From 8a7d29ce85056a51f03049b37c51d83d5304743c Mon Sep 17 00:00:00 2001
From: Aravind Karnam <aravind.karanam@gmail.com>
Date: Wed, 16 Oct 2024 15:59:37 +0530
Subject: [PATCH] updated some comments and removed content type checking
 functionality from core as it's implemented as a filter

---
 crawl4ai/scraper/bfs_scraper_strategy.py | 12 +++---------
 1 file changed, 3 insertions(+), 9 deletions(-)

diff --git a/crawl4ai/scraper/bfs_scraper_strategy.py b/crawl4ai/scraper/bfs_scraper_strategy.py
index dc89047a..9022cd90 100644
--- a/crawl4ai/scraper/bfs_scraper_strategy.py
+++ b/crawl4ai/scraper/bfs_scraper_strategy.py
@@ -24,18 +24,17 @@ class BFSScraperStrategy(ScraperStrategy):
         self.filter_chain = filter_chain
         self.url_scorer = url_scorer
         self.max_concurrent = max_concurrent
-        # 9. Crawl Politeness
+        # For Crawl Politeness
         self.last_crawl_time = defaultdict(float)
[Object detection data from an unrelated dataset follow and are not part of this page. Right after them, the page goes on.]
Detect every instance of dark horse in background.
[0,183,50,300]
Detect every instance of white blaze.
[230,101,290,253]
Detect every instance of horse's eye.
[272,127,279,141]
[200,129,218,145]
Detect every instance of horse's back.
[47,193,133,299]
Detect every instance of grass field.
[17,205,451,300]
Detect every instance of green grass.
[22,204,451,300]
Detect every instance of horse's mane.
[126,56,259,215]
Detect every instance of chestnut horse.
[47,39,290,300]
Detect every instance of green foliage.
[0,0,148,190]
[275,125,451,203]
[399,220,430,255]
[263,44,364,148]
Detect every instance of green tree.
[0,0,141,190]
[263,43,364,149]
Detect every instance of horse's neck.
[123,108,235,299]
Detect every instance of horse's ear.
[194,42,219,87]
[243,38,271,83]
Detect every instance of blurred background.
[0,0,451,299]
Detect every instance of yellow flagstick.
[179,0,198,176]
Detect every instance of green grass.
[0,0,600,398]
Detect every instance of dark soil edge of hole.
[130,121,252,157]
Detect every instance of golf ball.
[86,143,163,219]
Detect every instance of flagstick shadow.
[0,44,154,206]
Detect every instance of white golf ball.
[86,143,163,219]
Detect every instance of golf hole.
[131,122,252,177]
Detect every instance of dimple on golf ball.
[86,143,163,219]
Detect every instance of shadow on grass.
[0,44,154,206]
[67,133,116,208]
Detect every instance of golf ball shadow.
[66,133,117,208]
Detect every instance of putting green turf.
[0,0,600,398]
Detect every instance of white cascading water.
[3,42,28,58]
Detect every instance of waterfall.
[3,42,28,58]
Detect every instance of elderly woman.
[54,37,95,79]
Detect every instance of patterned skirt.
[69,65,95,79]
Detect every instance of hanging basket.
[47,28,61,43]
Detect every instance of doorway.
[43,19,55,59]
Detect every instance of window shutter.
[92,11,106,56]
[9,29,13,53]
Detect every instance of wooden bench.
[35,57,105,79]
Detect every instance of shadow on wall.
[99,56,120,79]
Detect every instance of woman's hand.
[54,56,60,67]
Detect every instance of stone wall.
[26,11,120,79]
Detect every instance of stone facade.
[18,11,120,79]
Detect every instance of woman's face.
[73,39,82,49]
         self.min_crawl_delay = 1  # 1 second delay between requests to the same domain
-        # 5. Robots.txt Compliance
+        # For Robots.txt Compliance
         self.robot_parsers = {}
-    
+
     # Robots.txt Parser
     def get_robot_parser(self, url: str) -> RobotFileParser:
         domain = urlparse(url)
         scheme = domain.scheme if domain.scheme else 'http'  # Default to 'http' if no scheme provided
         netloc = domain.netloc
-
         if netloc not in self.robot_parsers:
             rp = RobotFileParser()
             rp.set_url(f"{scheme}://{netloc}/robots.txt")
@@ -90,11 +89,6 @@ class BFSScraperStrategy(ScraperStrategy):
                 await self.add_to_retry_queue(url)
             return crawl_result
         
-        # Content Type Checking
-        # if 'text/html' not in crawl_result.response_header.get('Content-Type', ''):
-        #     logging.info(f"Skipping non-HTML content: {url}")
-        #     return crawl_result
-
         visited.add(url)
 
         # Process links